Chapter CXLI.--Free-will in men and angels.
"But that you may not have a pretext for saying that Christ must have been crucified, and that those who transgressed must have been among your nation, and that the matter could not have been otherwise, I said briefly by anticipation, that God, wishing men and angels to follow His will, resolved to create them free to do righteousness; possessing reason, that they may know by whom they are created, and through whom they, not existing formerly, do now exist; and with a law that they should be judged by Him, if they do anything contrary to right reason: and of ourselves we, men and angels, shall be convicted of having acted sinfully, unless we repent beforehand. But if the word of God foretells that some angels and men shall be certainly punished, it did so because it foreknew that they would be unchangeably [wicked], but not because God had created them so. So that if they repent, all who wish for it can obtain mercy from God: and the Scripture foretells that they shall be blessed, saying, Blessed is the man to whom the Lord imputeth not sin;'  that is, having repented of his sins, that he may receive remission of them from God; and not as you deceive yourselves, and some others who resemble you in this, who say, that even though they be sinners, but know God, the Lord will not impute sin to them. We have as proof of this the one fall of David, which happened through his boasting, which was forgiven then when he so mourned and wept, as it is written. But if even to such a man no remission was granted before repentance, and only when this great king, and anointed one, and prophet, mourned and conducted himself so, how can the impure and utterly abandoned, if they weep not, and mourn not, and repent not, entertain the hope that the Lord will not impute to them sin?
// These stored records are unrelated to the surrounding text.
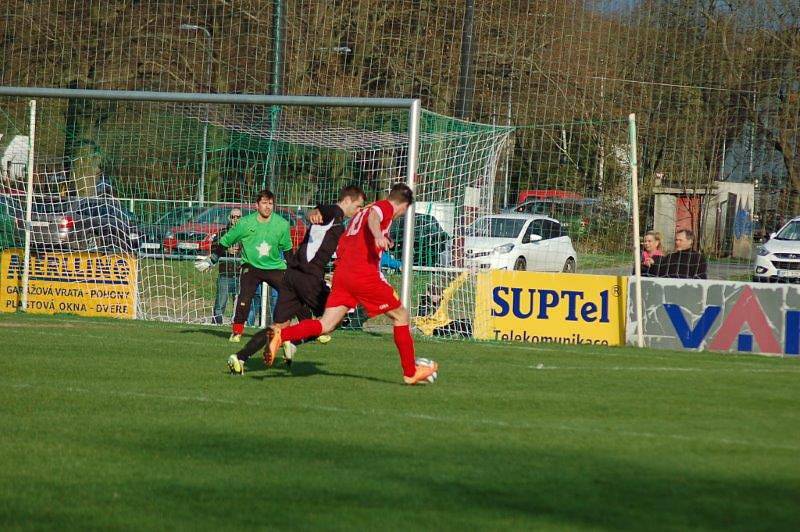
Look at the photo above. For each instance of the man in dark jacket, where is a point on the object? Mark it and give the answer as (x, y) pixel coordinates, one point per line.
(684, 262)
(304, 291)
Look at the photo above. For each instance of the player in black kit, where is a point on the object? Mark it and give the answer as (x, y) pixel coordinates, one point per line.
(304, 288)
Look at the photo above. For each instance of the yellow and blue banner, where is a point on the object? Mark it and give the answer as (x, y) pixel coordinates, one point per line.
(550, 307)
(87, 284)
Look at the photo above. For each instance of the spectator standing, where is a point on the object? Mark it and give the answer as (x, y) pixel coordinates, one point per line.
(684, 262)
(652, 250)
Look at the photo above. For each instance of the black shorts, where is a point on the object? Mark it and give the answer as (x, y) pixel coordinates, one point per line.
(300, 293)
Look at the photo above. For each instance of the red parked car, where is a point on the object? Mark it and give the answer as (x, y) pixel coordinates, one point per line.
(196, 236)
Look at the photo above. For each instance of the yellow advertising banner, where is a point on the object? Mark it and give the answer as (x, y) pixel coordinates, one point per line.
(87, 284)
(550, 307)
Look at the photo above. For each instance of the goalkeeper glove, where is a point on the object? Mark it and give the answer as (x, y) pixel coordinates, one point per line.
(203, 264)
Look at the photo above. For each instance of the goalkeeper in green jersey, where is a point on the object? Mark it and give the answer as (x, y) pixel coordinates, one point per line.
(265, 242)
And this one fall of David, in the matter of Uriah's wife, proves, sirs," I said, "that the patriarchs had many wives, not to commit fornication, but that a certain dispensation and all mysteries might be accomplished by them; since, if it were allowable to take any wife, or as many wives as one chooses, and how he chooses, which the men of your nation do over all the earth, wherever they sojourn, or wherever they have been sent, taking women under the name of marriage, much more would David have been permitted to do this."
When I had said this, dearest Marcus Pompeius, I came to an end.